At this point, they’d grown pretty close and McCall suggested something Bender had shared in confidence as the backbone of their story. “Ayre had been estranged from his son for years,” McCall explains, “but The Institute had provided an avenue for them to reconnect after so many years.”

“I had been a tech at ABC, but after being awakened through LSD, I realized that I couldn’t live that life with full authenticity. As a result, I did not have a relationship with my son for years,” Bender elaborates. “I always regretted that,” he continues, “My son saw the film. He was intrigued. He and I reconnected. He respects what I am doing now. He came into town for a couple weeks. We had dinner together and connected on a truly human level.”

That became Coleman’s back story. After embarking on a spiritual journey similar to Bender and hundreds of flower children of the era — the Esquire turned away from the drugs that left him disconnected from his son. In the film, Coleman is more duplicitous about reconnecting with his son than his real life counterpart, acting as a maestro orchestrating events to bring his son in contact rather than simply reaching out. His fictional son, Riley, is a filmmaker. Coleman commissions him to make a film documenting his astounding life, all the while moving Riley closer to meeting his maker.

According to McCall, the thematic result is a sort of combination of Bowfinger (1999) and Big Fish (2003). On the surface this makes sense, both films have cult status in their own right, each strike a similar vibe as The Institute, but there’s a deeper significance that resonates in these examples and speaks to the whole of the project.

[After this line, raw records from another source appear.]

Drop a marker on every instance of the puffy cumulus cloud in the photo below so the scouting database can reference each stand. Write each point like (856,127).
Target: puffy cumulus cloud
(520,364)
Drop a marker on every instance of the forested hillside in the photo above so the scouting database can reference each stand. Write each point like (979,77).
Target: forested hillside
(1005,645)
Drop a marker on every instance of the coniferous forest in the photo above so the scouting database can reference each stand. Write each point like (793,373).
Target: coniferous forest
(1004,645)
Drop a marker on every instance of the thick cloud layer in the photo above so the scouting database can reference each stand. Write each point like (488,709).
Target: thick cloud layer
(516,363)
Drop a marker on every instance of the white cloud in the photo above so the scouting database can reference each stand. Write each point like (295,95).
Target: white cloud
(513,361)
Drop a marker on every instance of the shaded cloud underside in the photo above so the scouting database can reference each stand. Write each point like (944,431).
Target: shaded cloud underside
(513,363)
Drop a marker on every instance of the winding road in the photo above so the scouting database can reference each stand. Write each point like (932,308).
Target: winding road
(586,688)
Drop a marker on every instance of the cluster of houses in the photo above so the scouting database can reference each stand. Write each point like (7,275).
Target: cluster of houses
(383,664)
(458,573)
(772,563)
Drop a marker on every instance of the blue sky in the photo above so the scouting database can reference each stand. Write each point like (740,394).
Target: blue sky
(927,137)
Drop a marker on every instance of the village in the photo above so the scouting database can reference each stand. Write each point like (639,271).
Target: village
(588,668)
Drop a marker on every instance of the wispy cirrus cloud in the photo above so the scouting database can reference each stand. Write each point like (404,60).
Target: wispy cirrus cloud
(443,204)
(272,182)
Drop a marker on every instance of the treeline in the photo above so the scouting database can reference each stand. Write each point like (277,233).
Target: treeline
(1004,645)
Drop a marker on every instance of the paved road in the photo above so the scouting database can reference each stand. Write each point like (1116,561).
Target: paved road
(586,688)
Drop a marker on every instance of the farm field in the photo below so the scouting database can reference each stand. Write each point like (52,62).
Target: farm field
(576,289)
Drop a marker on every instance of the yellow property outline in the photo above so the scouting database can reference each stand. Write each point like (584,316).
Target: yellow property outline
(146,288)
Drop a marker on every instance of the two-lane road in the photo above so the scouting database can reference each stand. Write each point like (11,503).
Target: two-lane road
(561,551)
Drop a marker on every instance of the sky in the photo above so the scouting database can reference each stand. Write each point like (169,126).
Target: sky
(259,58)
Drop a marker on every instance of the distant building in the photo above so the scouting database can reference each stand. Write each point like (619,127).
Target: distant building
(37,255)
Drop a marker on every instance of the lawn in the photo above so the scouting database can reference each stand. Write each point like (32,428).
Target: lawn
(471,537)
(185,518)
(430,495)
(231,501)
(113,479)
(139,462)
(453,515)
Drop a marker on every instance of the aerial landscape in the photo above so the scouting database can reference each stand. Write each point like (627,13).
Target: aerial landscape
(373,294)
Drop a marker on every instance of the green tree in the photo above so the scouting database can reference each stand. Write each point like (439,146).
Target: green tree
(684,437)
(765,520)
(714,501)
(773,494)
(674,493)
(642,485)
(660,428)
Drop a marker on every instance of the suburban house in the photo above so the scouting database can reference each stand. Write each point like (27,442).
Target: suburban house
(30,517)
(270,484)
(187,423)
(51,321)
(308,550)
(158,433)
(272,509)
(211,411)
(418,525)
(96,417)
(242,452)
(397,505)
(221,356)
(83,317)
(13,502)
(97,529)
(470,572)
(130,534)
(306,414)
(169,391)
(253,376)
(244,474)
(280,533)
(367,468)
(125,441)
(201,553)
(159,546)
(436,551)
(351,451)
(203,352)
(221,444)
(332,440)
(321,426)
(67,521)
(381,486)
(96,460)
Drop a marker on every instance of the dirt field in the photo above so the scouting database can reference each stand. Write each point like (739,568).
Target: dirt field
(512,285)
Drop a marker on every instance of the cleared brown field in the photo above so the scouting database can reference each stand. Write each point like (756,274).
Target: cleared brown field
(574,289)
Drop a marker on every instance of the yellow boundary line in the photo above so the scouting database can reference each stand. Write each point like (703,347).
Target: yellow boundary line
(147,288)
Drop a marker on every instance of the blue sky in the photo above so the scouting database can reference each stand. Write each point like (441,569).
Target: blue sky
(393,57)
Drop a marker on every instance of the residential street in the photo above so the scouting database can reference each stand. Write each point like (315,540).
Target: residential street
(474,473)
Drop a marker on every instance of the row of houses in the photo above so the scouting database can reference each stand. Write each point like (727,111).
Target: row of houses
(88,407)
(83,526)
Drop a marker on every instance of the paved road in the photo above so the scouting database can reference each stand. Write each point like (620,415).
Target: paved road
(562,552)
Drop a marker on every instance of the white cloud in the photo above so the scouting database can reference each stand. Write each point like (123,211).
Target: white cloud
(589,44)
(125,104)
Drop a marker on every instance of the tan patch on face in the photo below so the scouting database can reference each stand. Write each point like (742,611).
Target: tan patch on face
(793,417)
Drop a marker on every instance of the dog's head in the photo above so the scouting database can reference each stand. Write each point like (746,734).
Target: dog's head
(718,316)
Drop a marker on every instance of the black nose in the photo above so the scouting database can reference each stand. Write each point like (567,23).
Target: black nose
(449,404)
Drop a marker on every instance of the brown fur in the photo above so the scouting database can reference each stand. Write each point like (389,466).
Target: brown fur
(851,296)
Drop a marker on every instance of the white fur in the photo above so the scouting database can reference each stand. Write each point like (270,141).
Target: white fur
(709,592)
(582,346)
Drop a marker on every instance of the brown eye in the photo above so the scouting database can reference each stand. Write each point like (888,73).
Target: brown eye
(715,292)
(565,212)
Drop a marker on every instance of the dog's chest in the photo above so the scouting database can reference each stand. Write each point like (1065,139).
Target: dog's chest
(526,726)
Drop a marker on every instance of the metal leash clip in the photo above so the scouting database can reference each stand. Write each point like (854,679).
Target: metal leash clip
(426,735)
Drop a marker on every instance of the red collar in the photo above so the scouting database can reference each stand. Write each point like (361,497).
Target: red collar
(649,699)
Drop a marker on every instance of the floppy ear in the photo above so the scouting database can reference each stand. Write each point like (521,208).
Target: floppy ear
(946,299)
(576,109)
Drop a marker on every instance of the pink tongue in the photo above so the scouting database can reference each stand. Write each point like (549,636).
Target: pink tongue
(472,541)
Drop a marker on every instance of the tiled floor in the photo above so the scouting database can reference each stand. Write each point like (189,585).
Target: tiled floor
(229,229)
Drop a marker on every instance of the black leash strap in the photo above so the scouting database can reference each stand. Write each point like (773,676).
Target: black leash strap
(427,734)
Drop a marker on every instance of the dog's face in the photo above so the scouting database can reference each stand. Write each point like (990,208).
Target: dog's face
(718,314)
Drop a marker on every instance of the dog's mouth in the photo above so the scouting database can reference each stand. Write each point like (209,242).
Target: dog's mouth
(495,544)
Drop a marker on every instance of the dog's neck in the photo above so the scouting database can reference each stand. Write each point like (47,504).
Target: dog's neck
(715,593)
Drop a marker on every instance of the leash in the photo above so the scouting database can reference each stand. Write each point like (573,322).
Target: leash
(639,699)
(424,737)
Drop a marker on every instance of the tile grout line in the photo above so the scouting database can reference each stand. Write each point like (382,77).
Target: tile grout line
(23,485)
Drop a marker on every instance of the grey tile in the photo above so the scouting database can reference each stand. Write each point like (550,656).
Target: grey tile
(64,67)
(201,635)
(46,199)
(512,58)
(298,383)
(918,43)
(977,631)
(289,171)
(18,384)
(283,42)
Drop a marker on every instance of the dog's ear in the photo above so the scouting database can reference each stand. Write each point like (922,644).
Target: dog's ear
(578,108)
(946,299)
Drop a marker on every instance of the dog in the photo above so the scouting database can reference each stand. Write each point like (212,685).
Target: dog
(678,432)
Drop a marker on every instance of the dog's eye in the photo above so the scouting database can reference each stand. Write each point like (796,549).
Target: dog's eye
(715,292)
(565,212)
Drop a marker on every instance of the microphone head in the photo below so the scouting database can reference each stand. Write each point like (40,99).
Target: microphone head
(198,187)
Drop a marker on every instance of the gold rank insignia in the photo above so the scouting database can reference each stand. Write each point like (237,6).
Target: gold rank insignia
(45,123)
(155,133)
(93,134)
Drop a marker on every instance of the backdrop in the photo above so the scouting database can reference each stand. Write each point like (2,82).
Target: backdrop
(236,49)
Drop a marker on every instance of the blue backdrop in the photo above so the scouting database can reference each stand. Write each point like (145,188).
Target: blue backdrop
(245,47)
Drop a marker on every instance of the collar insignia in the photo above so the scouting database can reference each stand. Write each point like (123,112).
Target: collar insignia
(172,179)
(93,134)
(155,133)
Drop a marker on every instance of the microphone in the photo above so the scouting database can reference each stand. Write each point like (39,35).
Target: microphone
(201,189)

Bowfinger (199), a clever satire penned by Steve Martin, pokes fun at celebrity culture and our obsession with cinema. Bobby Bowfinger (also played by Steve Martin) is a struggling producer trying to shoot his first B film. To have it distributed, Bowfinger must cast action star Kit Ramsey (Eddie Murphy) to be the lead. Ramsey refuses, forcing Bowfinger to orchestrate a series of increasingly implausible scenarios to film Ramsey in scenes from the script without his knowledge. Ramsey, believing the events are real, lapses into a state of extreme paranoia and goes into hiding.

From there the implausibility only increases as Bowfinger unwittingly recruits Ramsey’s brother, Jiff (also played by Eddie Murphy) in order to shoot the remainder of the film. When his true identity is revealed, Jiff is enlisted to bring his brother out of hiding to finish the film.

Released a year after The Truman Show (1998), Bowfinger channeled the zeitgeist of late ‘90s reality-bending with Martin’s signature zaniness and aoverall absurdity. As with The Institute, Bowfinger also features a Scientology-esque cult that in Martin’s words is more of a “pastiche” than a specific group.

Big Fish is Tim Burton’s most sentimental film and curiously also his most colorful. It strikes the fantastical cord of most of his oeuvre, but substitutes the muted colors and gray wash for bright, vivid colors. While Ed Wood (1994) would be a more likely candidate to pair with Bowfinger, it is Big Fish that offers a father and son plot that centers on how identity is formed by the stories we tell.

Big Fish is the story of Ed Bloom (Ewan McGregor/ Albert Finney) and Will Bloom (Billy Crudup), estranged father and son. As he grew up, Will has heard his father tell the same tall tales repeatedly. They are stories of witches and giants, werewolves and Siamese twins; ghost towns, circuses, haunted houses, true love, and war.

Ed Bloom is defined by tales of folksy Americana woven into the life and memories of a traveling salesman with far more wonder, whimsy and mystery than straight facts. Fact, fantasy and fabrication, reality and dream, childhood and fatherhood are all intertwined.

As Will grows and starts a family of his own, he longs for the reality behind the fabrications. The truth that forged his father and subsequently led to his own origins. When his father is on his deathbed, Will returns home for one last attempt to know his father.

Burton’s vision is always fantastical, but his theme throughout Big Fish might be his most personal that we capture reality best through the fantastique. In the end, Will succumbs to his father’s belief and inherits the story.

No matter how many times I see it, I always cry at the end of Big Fish. The father and son story has universal qualities, but my father is Ed Bloom. He was a professional storyteller for years. There’s little difference between his onstage persona and his everyday self in the same way that you can picture Bloom spinning a yarn while visiting the home of a potential customer. And, while I subscribed to my father’s narrative far longer than Will is able to hang in there, a tension between that fantasy and reality did emerge.

In the end, as with Will and Bender’s own son, I reached a point where I could integrate my father’s story into my own.

I tell Bender something to this effect.

“That is the only thing Coleman wants in his life is to meet and connect with his estranged son,” he says, bringing it back to the film.

Both Big Fish and Bowfinger share a deeper connection that reverberates throughout both The Institute documentary and alternate reality game. That is, fictional elements that tally into authentic moments. Ed Bloom’s stories reflect the real individual; Bowfinger’s machinations result in a successful film and launch his career as a B-movie director. The Institute meant something to many of its participants, a significance that transcended the game, which speaks to its following years after it has concluded.